Faculty of Medicine, Yamagata University, Yamagata, Japan.
PLoS Genet. 2012;8(4):e1002625. doi: 10.1371/journal.pgen.1002625. Epub 2012 Apr 5.
Recently, Wu and colleagues [1] proposed two novel statistics for genome-wide interaction analysis using case/control or case-only data. In computer simulations, their proposed case/control statistic outperformed competing approaches, including the fast-epistasis option in PLINK and logistic regression analysis under the correct model; however, reasons for its superior performance were not fully explored. Here we investigate the theoretical properties and performance of Wu et al.'s proposed statistics and explain why, in some circumstances, they outperform competing approaches. Unfortunately, we find minor errors in the formulae for their statistics, resulting in tests that have higher than nominal type 1 error. We also find minor errors in PLINK's fast-epistasis and case-only statistics, although theory and simulations suggest that these errors have only negligible effect on type 1 error. We propose adjusted versions of all four statistics that, both theoretically and in computer simulations, maintain correct type 1 error rates under the null hypothesis. We also investigate statistics based on correlation coefficients that maintain similar control of type 1 error. Although designed to test specifically for interaction, we show that some of these previously-proposed statistics can, in fact, be sensitive to main effects at one or both loci, particularly in the presence of linkage disequilibrium. We propose two new "joint effects" statistics that, provided the disease is rare, are sensitive only to genuine interaction effects. In computer simulations we find, in most situations considered, that highest power is achieved by analysis under the correct genetic model. Such an analysis is unachievable in practice, as we do not know this model. However, generally high power over a wide range of scenarios is exhibited by our joint effects and adjusted Wu statistics. We recommend use of these alternative or adjusted statistics and urge caution when using Wu et al.'s originally-proposed statistics, on account of the inflated error rate that can result.

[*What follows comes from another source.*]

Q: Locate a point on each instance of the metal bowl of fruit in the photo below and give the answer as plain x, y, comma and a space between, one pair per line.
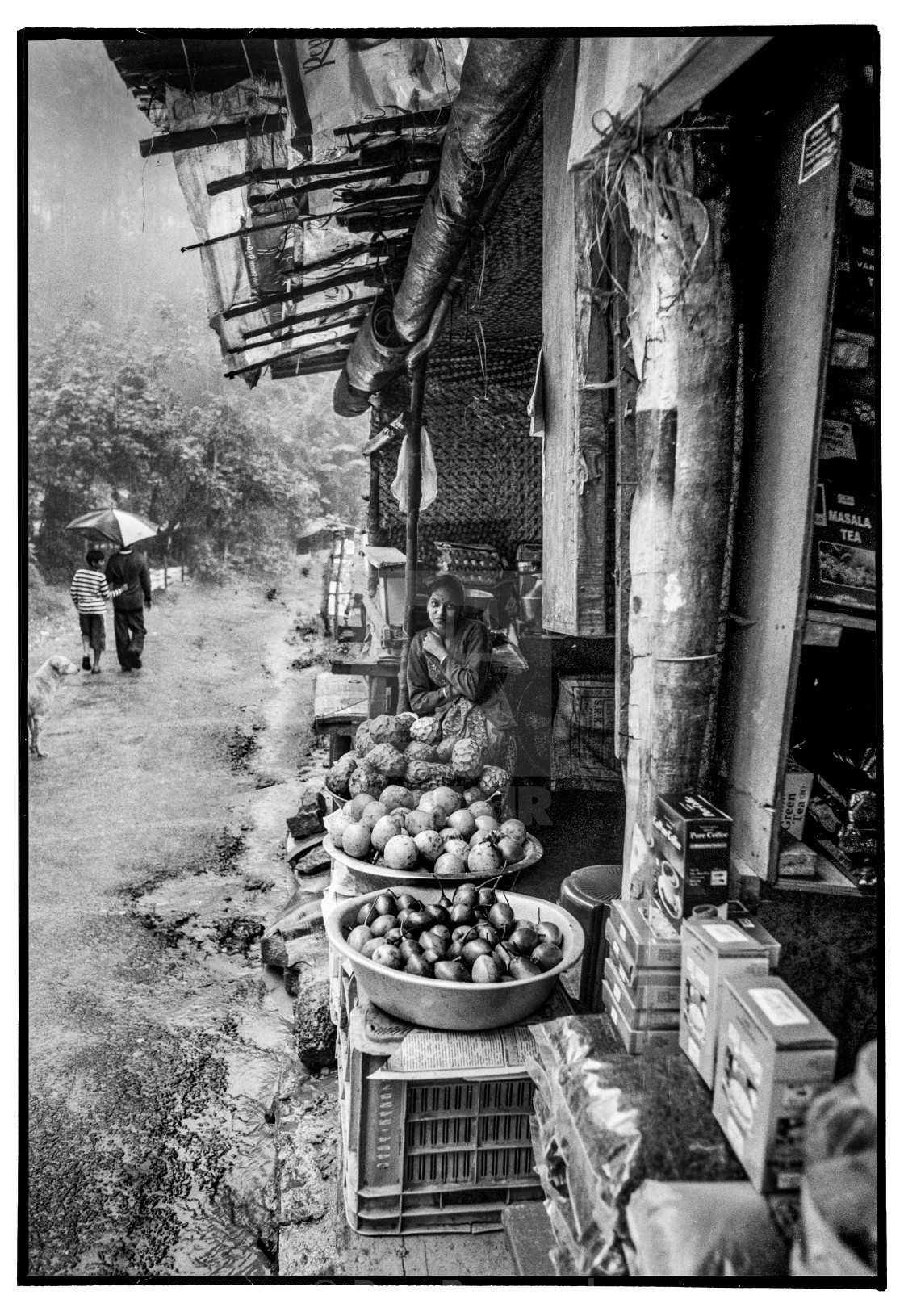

最近,Wu 及其同事 [1] 提出了两种用于使用病例/对照或仅病例数据进行全基因组相互作用分析的新统计方法。在计算机模拟中,他们提出的病例/对照统计量优于竞争方法,包括 PLINK 中的快速上位效应选项和正确模型下的逻辑回归分析;然而,其优越性能的原因并未得到充分探讨。在这里,我们研究了 Wu 等人提出的统计方法的理论性质和性能,并解释了为什么在某些情况下它们优于竞争方法。不幸的是,我们发现他们的统计公式存在小错误,导致检验的Ⅰ型错误率高于名义值。我们还发现了 PLINK 的快速上位效应和仅病例统计中的小错误,尽管理论和模拟表明这些错误对Ⅰ型错误率只有微不足道的影响。我们提出了这四种统计方法的调整版本,这些调整版本在零假设下理论上和计算机模拟中都保持正确的Ⅰ型错误率。我们还研究了基于相关系数的统计方法,这些方法在保持Ⅰ型错误率控制相似的情况下也能保持类似的效果。虽然这些统计方法是专门为检验相互作用而设计的,但我们发现其中一些先前提出的统计方法实际上可能对一个或两个位点的主效应敏感,特别是在存在连锁不平衡的情况下。我们提出了两种新的“联合效应”统计方法,在疾病罕见的情况下,这些方法只对真正的相互作用效应敏感。在计算机模拟中,我们发现,在大多数考虑的情况下,在正确的遗传模型下进行分析可以获得最高的功效。然而,由于我们不知道这个模型,实际上这种分析是不可能的。然而,在广泛的场景下,我们的联合效应和调整后的 Wu 统计方法通常表现出较高的功效。我们建议使用这些替代或调整后的统计方法,并鉴于可能导致的误差率升高,谨慎使用 Wu 等人最初提出的统计方法。